Hanging gardens of Babylon were not in Babylon

No trace of the Hanging Garden has ever been found in Babylon for the simple reason that this wonder of the ancient world was never there in the first place, according to an Oxford researcher.

No trace of the Hanging Garden has ever been found in Babylon for the simple reason that this wonder of the ancient world was never there in the first place, according to an Oxford researcher.
For centuries, Nebuchadnezzar, the king of Babylonia, has been credited with the birth of a lavishly watered paradise in the fertile crescent of what is now central Iraq in the 6th century BC Credit: Photo: Alamy

Instead, the Hanging Garden was actually created 300 miles further north in Ninevah, a feat of artistic prowess achieved by the Assyrian civilisation under King Sennacherib, writes Stephanie Dalley, a Research Fellow at Somerville College, Oxford.

For centuries, Nebuchadnezzar, the king of Babylonia, has been credited with the birth of a lavishly watered paradise in the fertile crescent of what is now central Iraq in the 6th century BC.

But there is one problem: no remains of the Hanging Garden have ever been found in Babylon. When a German team spent 19 years excavating the site during the last century, Dr Dalley writes that they "expected to find inscriptions of Nebuchadnezzar confirming that he built the garden".

She adds: "To their dismay, they could not find any possible location with enough space in the vicinity of the palaces, nor did they dig out any written confirmation from the many texts they unearthed."

In "The Mystery of the Hanging Garden of Babylon", to be published later this month, Dr Dalley writes that all the German team could manage was an "unsatisfactory case" for believing that the garden might have existed on the roof of the Southern Palace.

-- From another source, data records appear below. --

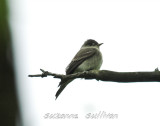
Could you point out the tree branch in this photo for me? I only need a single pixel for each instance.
(106, 75)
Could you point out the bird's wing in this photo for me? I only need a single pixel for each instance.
(80, 57)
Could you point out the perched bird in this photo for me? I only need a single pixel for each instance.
(88, 58)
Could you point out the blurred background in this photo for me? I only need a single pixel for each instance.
(47, 34)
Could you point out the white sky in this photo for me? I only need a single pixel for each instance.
(47, 34)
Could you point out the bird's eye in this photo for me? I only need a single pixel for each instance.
(93, 44)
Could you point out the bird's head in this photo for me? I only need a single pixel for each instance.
(91, 43)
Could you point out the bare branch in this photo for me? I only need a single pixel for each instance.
(106, 75)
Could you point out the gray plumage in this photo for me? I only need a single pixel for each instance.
(88, 58)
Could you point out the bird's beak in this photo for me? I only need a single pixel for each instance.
(100, 44)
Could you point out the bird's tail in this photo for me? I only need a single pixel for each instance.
(62, 86)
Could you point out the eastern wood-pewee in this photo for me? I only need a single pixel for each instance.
(88, 58)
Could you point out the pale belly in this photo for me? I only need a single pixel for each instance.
(93, 63)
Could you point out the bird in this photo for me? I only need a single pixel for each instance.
(89, 57)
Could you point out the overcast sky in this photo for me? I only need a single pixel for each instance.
(47, 34)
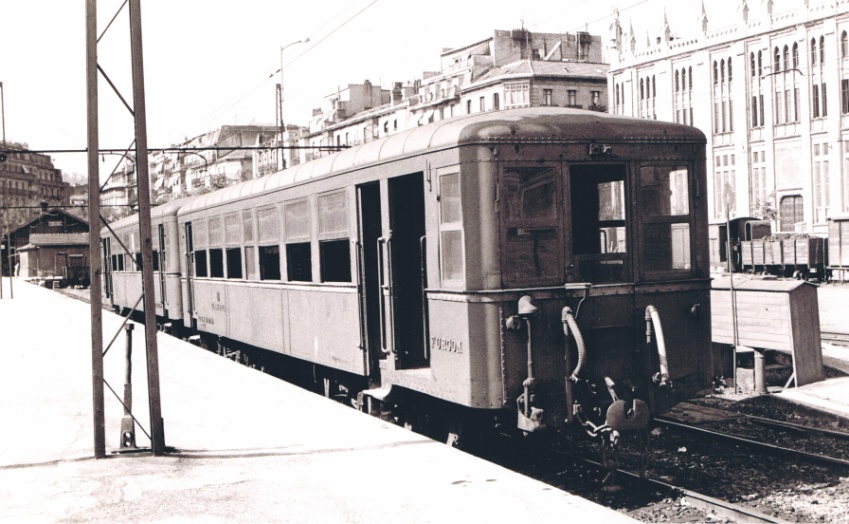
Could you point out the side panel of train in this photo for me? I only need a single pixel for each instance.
(122, 262)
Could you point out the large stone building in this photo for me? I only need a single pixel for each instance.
(54, 244)
(214, 159)
(26, 180)
(771, 92)
(516, 68)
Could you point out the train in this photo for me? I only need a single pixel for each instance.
(754, 248)
(536, 269)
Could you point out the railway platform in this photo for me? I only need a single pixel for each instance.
(830, 395)
(242, 446)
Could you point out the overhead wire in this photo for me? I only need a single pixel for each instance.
(241, 98)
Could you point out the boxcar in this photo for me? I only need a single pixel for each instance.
(507, 263)
(121, 250)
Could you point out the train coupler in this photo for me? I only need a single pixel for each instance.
(625, 416)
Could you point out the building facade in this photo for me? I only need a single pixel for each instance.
(26, 180)
(54, 244)
(771, 93)
(515, 68)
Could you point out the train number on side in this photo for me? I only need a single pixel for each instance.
(446, 344)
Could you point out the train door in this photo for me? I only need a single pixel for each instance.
(370, 228)
(406, 270)
(190, 272)
(159, 265)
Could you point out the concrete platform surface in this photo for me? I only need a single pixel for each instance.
(248, 447)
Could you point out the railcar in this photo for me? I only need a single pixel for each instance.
(121, 249)
(754, 249)
(541, 267)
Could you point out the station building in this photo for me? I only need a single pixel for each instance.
(771, 92)
(512, 68)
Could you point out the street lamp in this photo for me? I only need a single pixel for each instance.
(280, 97)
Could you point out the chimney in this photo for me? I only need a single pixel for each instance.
(397, 93)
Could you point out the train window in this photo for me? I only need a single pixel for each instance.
(334, 250)
(599, 231)
(664, 191)
(199, 236)
(250, 263)
(332, 216)
(297, 221)
(215, 232)
(247, 226)
(234, 262)
(200, 263)
(533, 249)
(269, 262)
(666, 246)
(665, 208)
(335, 256)
(298, 250)
(232, 230)
(299, 262)
(216, 263)
(451, 227)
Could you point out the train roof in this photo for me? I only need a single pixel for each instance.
(527, 125)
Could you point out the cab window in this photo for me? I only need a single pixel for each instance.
(599, 223)
(451, 227)
(532, 253)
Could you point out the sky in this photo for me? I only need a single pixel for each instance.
(209, 63)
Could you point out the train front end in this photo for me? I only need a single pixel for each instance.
(592, 266)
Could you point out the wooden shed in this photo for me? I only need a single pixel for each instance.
(781, 315)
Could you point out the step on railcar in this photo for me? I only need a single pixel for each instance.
(541, 266)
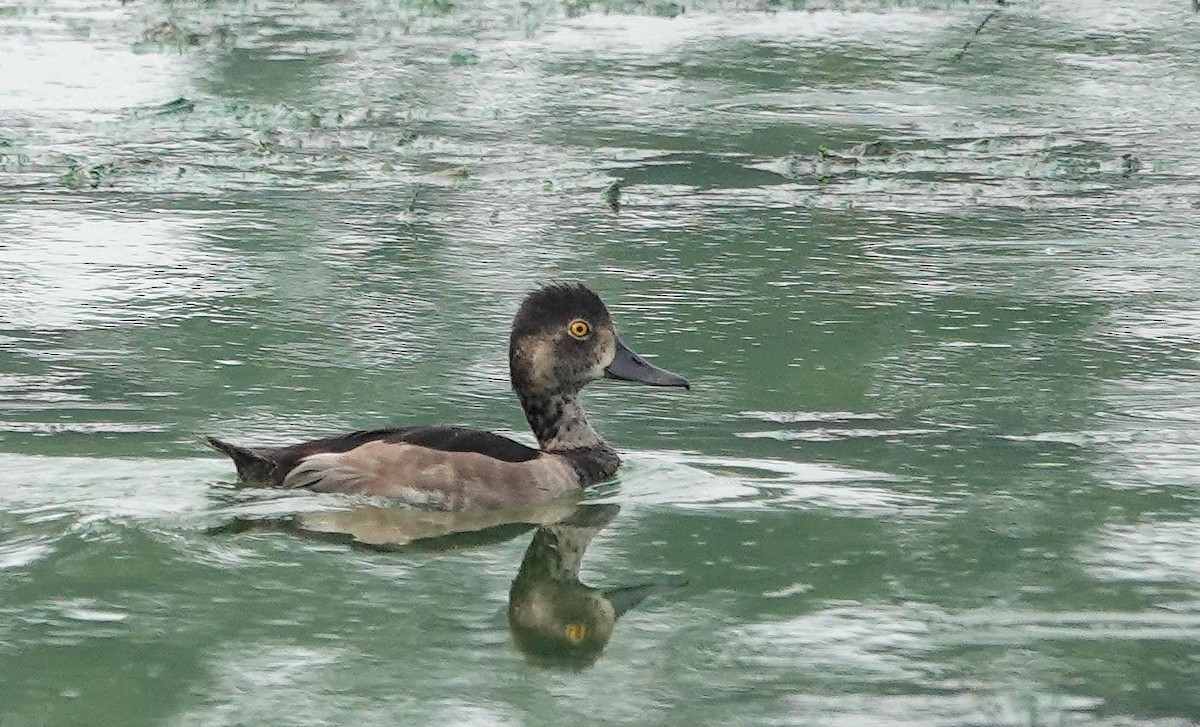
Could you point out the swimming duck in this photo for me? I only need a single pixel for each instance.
(562, 340)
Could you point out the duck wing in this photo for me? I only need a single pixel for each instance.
(271, 466)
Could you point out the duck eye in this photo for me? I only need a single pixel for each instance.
(576, 632)
(579, 329)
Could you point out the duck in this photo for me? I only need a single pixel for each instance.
(562, 340)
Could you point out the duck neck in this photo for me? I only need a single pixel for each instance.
(559, 424)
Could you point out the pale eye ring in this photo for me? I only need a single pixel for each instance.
(579, 329)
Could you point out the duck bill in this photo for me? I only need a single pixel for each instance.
(629, 366)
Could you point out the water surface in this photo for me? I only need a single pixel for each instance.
(940, 460)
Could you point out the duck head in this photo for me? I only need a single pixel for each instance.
(563, 338)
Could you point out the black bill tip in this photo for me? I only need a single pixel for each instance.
(629, 366)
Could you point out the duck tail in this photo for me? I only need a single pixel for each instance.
(253, 466)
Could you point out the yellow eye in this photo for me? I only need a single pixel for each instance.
(579, 329)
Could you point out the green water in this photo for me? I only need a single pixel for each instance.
(940, 460)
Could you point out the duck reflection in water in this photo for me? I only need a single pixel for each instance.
(555, 619)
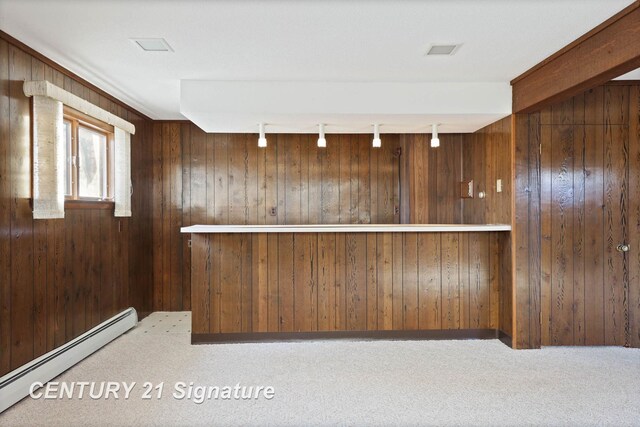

"But there was no sign of how it might have been watered, no sign of tree roots, and the building was much too far from the river for water to be raised up to supply the supposed trees."

Dr Dalley argues that the garden was never at Babylon at all and Nebuchadnezzar has been wrongly credited with its birth. The true authors of this wonder were the Assyrians at their capital, Ninevah, found near today's city of Mosul in northern Iraq.

Dr Dalley bases this on new translations of cuneiform inscriptions, many of which had been misinterpreted in the past. In particular, she came across a description attributed to Sennacherib, an Assyrian king, of his "unrivalled palace" with a "wonder of all peoples". There is also archaeological evidence of a sophisticated system of aqueducts, canals and dams in the area of Nineveh.

Dr Dalley overturns every orthodoxy, concluding that the Hanging Gardens were built in a different century, in a different location, by a different king leading a different civilisation.

Nebuchadnezzar is still fondly remembered in the Middle East, largely because he captured Jerusalem in 586 BC. But Dr Dalley takes him down a peg, arguing that he did not create a wondrous garden and his reputation as another Alexander was overblown. "After his death legends inflated Nebuchadnezzar's achievements, giving him an undeserved reputation as a world conqueror," she writes.